Babies and children need more sleep than adults. Babies need the most, spending about 16 of every 24 hours asleep. Approximately 50 percent of their slumber is spent in the REM stage, while the other 50 percent is divided between stages 1 through 4 and NREM sleep that cycles between light and deep.
Toddlers need 11 to 14 hours of sleep; preschoolers, 10 to 13; school-aged children should get 9 to 12; and teens require 8 to 10 hours of sleep.
With enough sleep that appears to be restful, it is likely that the light, deep, and REM ratio is exactly where it should be in young people.
If they are having trouble with falling asleep, staying asleep, or sleeping well, or if they are sleeping way too much for their age, children may be irritable, could have learning and memory problems, or they may be more susceptible to illness.
If you sleep eight hours but toss and turn all night, you may not be getting enough deep sleep.
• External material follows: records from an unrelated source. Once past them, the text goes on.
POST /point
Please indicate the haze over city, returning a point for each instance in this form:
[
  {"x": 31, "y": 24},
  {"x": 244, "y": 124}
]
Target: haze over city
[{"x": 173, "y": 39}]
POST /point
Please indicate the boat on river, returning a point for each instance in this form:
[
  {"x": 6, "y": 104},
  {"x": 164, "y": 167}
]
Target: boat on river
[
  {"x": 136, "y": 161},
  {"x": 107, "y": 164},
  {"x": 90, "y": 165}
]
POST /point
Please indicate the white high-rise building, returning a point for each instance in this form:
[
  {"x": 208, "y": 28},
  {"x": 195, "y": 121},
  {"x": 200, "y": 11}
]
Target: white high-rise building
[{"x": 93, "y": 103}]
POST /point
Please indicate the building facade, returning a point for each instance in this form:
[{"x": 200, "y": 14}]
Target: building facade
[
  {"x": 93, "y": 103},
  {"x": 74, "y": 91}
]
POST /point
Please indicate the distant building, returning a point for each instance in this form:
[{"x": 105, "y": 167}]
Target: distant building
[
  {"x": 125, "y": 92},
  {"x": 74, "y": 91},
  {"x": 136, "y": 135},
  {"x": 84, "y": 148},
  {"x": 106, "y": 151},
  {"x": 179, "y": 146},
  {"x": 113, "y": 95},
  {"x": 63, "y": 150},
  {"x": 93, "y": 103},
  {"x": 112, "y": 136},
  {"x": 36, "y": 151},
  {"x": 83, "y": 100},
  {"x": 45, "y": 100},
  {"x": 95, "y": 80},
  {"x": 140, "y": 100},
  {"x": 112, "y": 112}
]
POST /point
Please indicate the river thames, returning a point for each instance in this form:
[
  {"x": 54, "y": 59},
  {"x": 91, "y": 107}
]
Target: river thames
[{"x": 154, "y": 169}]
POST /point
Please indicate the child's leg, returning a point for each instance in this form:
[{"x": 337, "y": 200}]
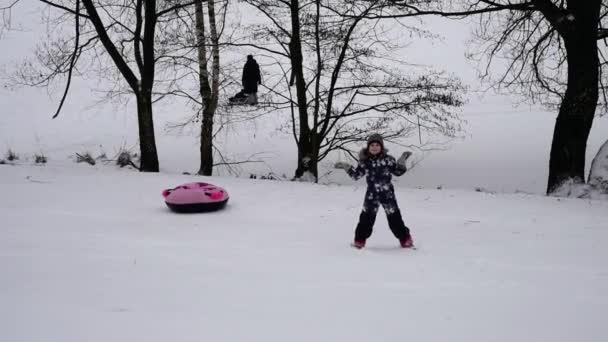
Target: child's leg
[
  {"x": 367, "y": 217},
  {"x": 393, "y": 215}
]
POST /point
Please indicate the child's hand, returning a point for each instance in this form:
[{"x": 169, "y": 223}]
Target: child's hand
[
  {"x": 404, "y": 157},
  {"x": 342, "y": 165}
]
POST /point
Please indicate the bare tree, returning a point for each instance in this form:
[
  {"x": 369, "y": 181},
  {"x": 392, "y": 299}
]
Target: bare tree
[
  {"x": 209, "y": 93},
  {"x": 346, "y": 82},
  {"x": 123, "y": 32},
  {"x": 553, "y": 58}
]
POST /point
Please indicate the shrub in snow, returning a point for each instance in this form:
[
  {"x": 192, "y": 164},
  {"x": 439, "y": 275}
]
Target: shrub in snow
[
  {"x": 125, "y": 158},
  {"x": 40, "y": 159},
  {"x": 85, "y": 158},
  {"x": 598, "y": 174},
  {"x": 11, "y": 155}
]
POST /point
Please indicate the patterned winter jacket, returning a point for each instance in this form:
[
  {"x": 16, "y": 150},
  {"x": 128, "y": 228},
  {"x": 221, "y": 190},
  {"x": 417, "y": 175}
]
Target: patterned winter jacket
[{"x": 378, "y": 169}]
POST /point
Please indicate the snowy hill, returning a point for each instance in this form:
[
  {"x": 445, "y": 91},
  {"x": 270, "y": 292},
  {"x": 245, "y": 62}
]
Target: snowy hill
[{"x": 93, "y": 254}]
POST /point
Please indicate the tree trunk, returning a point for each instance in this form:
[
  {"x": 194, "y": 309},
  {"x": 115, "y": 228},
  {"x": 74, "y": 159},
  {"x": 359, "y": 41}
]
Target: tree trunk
[
  {"x": 573, "y": 123},
  {"x": 147, "y": 141},
  {"x": 307, "y": 158},
  {"x": 209, "y": 95}
]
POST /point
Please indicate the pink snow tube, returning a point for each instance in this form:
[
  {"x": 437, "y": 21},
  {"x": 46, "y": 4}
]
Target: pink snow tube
[{"x": 195, "y": 198}]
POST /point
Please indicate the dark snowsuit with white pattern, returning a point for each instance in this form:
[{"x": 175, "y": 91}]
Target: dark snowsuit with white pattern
[{"x": 378, "y": 171}]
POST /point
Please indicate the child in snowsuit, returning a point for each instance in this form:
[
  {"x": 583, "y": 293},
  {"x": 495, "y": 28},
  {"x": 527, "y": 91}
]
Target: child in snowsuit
[{"x": 377, "y": 165}]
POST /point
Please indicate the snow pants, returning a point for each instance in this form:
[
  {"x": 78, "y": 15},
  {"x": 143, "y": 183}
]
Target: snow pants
[{"x": 373, "y": 199}]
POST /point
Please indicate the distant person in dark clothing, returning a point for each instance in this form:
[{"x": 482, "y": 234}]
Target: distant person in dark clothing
[{"x": 251, "y": 79}]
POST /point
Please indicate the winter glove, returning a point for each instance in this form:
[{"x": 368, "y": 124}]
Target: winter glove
[
  {"x": 363, "y": 154},
  {"x": 342, "y": 165},
  {"x": 403, "y": 158}
]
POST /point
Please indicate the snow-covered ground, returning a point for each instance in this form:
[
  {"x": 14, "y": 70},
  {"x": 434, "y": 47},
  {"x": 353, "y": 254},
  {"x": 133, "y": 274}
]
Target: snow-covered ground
[
  {"x": 92, "y": 254},
  {"x": 506, "y": 148}
]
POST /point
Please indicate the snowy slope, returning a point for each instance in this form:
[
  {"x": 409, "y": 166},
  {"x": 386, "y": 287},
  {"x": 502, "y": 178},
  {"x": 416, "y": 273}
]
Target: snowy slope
[
  {"x": 506, "y": 148},
  {"x": 92, "y": 254}
]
It’s impossible to force your brain to go into deep sleep, but there are a number of strategies that have shown some promise in terms of increasing your percentage of deep sleep. These include:
- reducing stress
- establishing sleep rituals and routines
- using an eye mask to block out light
- sleeping in a cool room
- eating a healthy diet
- listening to white or pink noise
- brainwave entrainment
Although the science is still new, a number of sleep trackers are available that may help you track your sleep patterns and see how much light, REM, and deep sleep you are getting.
According to the American Sleep Apnea Association, you should feel fresh and alert when you wake up, but many people don’t.
If you are sleeping for seven to nine hours each night, but only 10 percent of that is deep sleep, you are not getting the 90 minutes you need and might still be tired each day. A sleep study may help you figure out what is going on.
There are a number of possible causes that you might want to discuss with a doctor, including:
- general sleep disorder
- obstructive sleep apnea
- not getting enough sleep
- getting too much sleep
- other health conditions that cause fatigue
Scientists agree that sleep is essential to health, and while stages 1 to 4 and REM sleep are all important, deep sleep is the most essential of all for feeling rested and staying healthy.
The average, healthy adult gets roughly one to two hours of deep sleep per eight hours of nightly sleep. There are various ways to gauge whether you are, from personal trackers to a sleep study.
If you are waking up tired on a regular basis, it’s a good idea to talk to a doctor.